From the FDA’s standpoint—and, probably, the industry’s as well—the best-case scenario for drug-CDx codevelopment is when the need for a CDx test is identified at the earliest parts of the drug development process and the therapeutic and CDx are developed and launched at the same time. This isn’t new, of course—such policy was stated by the FDA in 2014 draft guidance as well.
 
But the FDA elucidates this approach a bit more in the newer draft guidance, providing specific steps for the sponsors of the drug and the IVD companion diagnostic, including advice to “meet with the appropriate FDA review centers prior to launching a trial intended to advance the development of the therapeutic product and the IVD companion diagnostic.”
 
The reason for contemporaneous development is in part “so that an analytically validated test can be prospectively incorporated into the design of the therapeutic product trials.”
 
“Although codevelopment as a process does not require simultaneous development of the IVD companion diagnostic and the therapeutic product from beginning to end, the availability of an IVD with ‘market-ready’ analytical performance characteristics (i.e., a test that is completely specified with complete analytical validation and meets the therapeutic product sponsor’s expectations for performance) is highly recommended at the time of initiation of clinical trial(s) intended to support approval of the therapeutic product,” wrote the FDA.
 
It also noted: “Although there is significant flexibility in the type of test to be used, and test design changes are permissible between therapeutic product clinical trial phases, it is still important to understand the critical analytical performance characteristics of early prototype tests. The analytical validation studies that evaluate critical performance parameters should be completed in advance of using the test in a trial that is intended to provide the clinical evidence in support of IVD companion diagnostic claims.

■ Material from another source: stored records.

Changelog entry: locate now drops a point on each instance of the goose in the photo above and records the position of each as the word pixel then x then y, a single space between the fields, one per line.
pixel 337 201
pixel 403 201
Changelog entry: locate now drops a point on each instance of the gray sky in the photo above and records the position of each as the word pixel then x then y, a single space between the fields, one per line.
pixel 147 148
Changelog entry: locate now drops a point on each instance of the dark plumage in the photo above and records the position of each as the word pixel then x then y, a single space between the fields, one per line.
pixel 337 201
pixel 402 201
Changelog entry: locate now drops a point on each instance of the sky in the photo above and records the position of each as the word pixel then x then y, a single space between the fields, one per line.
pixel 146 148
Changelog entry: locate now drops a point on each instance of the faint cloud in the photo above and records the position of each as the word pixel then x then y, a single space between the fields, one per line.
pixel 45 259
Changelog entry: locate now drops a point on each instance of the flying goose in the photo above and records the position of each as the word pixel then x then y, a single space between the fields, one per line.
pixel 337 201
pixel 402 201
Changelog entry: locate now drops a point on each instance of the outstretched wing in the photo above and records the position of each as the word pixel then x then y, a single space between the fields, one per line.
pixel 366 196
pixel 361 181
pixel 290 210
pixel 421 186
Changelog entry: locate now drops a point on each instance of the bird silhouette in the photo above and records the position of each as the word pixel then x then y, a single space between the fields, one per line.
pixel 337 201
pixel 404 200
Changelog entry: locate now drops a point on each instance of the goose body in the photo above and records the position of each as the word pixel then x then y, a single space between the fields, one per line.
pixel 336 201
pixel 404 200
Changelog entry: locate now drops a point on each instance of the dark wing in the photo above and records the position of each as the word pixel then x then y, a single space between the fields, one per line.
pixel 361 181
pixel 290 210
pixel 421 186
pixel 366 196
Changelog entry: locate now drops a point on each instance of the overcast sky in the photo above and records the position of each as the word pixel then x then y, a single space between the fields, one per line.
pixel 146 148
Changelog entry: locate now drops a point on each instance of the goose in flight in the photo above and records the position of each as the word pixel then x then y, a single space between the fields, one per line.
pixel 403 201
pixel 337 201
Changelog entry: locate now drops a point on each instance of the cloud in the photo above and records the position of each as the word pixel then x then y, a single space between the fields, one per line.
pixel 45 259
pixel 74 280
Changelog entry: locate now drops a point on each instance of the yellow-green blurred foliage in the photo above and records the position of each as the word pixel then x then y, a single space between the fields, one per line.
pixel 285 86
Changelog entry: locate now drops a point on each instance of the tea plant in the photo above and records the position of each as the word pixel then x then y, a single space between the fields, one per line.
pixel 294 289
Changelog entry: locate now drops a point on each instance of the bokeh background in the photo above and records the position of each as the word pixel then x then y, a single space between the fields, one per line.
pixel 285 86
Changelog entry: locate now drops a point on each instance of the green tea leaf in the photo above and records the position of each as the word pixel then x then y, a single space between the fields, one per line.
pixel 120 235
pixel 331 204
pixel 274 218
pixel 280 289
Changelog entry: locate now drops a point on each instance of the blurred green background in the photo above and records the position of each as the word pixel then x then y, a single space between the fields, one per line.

Using an analytically validated test is important to protect clinical trial subjects, to be able to interpret trial results when a prototype test is used, and to help to define acceptable performance characteristics for the development of the candidate IVD companion diagnostic.”
 
FDA has also provided a hint in the document that it may be less strenuous about classification of companion diagnostics, which are typically considered Class III, high-risk devices that require premarket approval. The new draft documentation indicates, though, that there may be situations under which a CDx test could be seen as a Class II, moderate-risk device that can come to market following 510(k) clearance or a de-novo request.
 
FDA also notes that many of the principles discussed in the draft guidance “may also be relevant to the codevelopment of therapeutic products with IVDs that do not meet the definition of an IVD companion diagnostic but that are nonetheless beneficial for therapeutic product development or clinical decision making.”
 
As of press time for this issue, FDA was set to hosting a webinar to answer questions about the draft guidance document on Aug. 18. Stakeholders may submit comments electronically by October 13.